Avoid the default AI aesthetic:
- No Inter, Roboto, Open Sans, system-ui, Lato
- No purple gradients on white backgrounds
- No Space Grotesk (overused this year)
- No evenly-distributed pastel palettes — dominant color + 1 sharp accent
- No scattered micro-interactions — one orchestrated page load instead
- No solid color backgrounds — use subtle gradients, grain, or patterns

Preferred: distinctive display font paired with a mono for data.
Preferred pairings: Instrument Serif + Commit Mono, Fraunces + JetBrains
Mono, Clash Display + IBM Plex Mono, Bricolage Grotesque + Space Mono.

Every generation from this point forward will skip the stuff that makes AI-generated landing pages recognizable as AI-generated. This single block is the difference between a page that looks like a template and a page that looks like a brand.

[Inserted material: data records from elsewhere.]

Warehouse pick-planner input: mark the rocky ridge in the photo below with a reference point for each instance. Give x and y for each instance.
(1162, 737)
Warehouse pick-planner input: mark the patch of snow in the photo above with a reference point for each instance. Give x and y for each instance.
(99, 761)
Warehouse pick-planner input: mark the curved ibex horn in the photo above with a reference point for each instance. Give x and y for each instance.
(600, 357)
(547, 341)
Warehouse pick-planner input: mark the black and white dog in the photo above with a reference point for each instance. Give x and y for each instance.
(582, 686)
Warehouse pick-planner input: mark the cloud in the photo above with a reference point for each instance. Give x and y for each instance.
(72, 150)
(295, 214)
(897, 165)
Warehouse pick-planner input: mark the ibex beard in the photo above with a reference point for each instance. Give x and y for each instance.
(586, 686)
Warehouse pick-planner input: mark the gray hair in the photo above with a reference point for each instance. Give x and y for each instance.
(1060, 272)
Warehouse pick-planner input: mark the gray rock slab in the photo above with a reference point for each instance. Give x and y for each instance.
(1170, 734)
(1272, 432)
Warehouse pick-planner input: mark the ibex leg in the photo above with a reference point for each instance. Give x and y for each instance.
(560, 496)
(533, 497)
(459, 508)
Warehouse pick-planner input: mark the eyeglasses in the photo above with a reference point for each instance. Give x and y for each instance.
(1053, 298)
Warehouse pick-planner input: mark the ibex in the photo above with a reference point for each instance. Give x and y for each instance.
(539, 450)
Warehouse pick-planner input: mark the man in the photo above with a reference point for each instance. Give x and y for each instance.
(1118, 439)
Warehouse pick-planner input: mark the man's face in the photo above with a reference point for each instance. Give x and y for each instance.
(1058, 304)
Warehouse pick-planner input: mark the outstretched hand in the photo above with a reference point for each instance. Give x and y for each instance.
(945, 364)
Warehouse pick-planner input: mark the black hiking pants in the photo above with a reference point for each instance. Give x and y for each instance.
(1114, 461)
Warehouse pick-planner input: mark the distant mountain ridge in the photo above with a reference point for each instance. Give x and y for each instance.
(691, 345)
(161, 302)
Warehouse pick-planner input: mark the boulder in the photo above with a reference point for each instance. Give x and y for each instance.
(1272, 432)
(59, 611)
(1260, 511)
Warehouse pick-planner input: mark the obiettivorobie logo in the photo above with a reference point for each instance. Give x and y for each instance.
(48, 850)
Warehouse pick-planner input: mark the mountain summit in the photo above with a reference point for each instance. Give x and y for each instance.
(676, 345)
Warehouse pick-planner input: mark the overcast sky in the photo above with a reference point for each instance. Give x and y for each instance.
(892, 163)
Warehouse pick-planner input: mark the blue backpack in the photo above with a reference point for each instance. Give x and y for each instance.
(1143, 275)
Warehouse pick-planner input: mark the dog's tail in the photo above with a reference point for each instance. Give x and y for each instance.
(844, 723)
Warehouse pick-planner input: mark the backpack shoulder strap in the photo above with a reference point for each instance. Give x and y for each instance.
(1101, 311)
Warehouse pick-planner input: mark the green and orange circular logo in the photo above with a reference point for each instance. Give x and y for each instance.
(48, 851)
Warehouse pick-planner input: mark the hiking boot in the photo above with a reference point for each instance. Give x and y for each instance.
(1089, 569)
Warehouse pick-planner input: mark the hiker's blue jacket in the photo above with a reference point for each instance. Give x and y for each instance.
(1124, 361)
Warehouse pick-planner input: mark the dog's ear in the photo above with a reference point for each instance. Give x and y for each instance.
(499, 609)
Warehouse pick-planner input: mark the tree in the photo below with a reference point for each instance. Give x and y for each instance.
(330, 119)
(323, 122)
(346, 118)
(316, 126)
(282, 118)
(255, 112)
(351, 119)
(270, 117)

The Prompt Structure That Works

Claude's own docs tell you a good design prompt has four parts: goal, layout, content, audience. That is directionally right but too vague to use. Here is the expanded version I use. Every prompt I write has these seven slots, in this order:

  1. Who — the one specific person you are writing to
  2. Problem — the specific thing they are trying to solve
  3. Product — what you are selling in 10 words
  4. Differentiator — why them, not a competitor, in 10 words
  5. Sections — the exact sections you want, in order
  6. Action — the single thing a visitor should do
  7. Constraint — one thing to avoid or one thing to emphasize

Here is what that looks like in a real prompt. This is the actual prompt I used to generate the hero for a client's API product last week:

WHO: Senior backend engineers at Series B fintech companies
PROBLEM: They spend 6-8 weeks building PCI-compliant payment
         infrastructure when launching a new product line
PRODUCT: Drop-in payment API with built-in PCI compliance
DIFFERENTIATOR: The only API that gives you SOC 2 on day one
                without touching an auditor
SECTIONS (in order):
  1. Hero with code example (not screenshot)
  2. "How it works" 3-step with terminal visuals
  3. Compliance badges row (SOC 2, PCI, HIPAA)
  4. Pricing — usage-based, one tier
  5. CTA band — "Read the docs" not "Sign up"
ACTION: Get to the docs. Not sign up, not contact sales.
CONSTRAINT: No testimonials. We do not have real ones yet.
            Leave the section out entirely.

Claude Design built a page in under 90 seconds that was 80% of the way to shippable. Compare that to the same prompt written as "build a landing page for our payment API" — which I tried first, and which produced exactly the generic page you are imagining.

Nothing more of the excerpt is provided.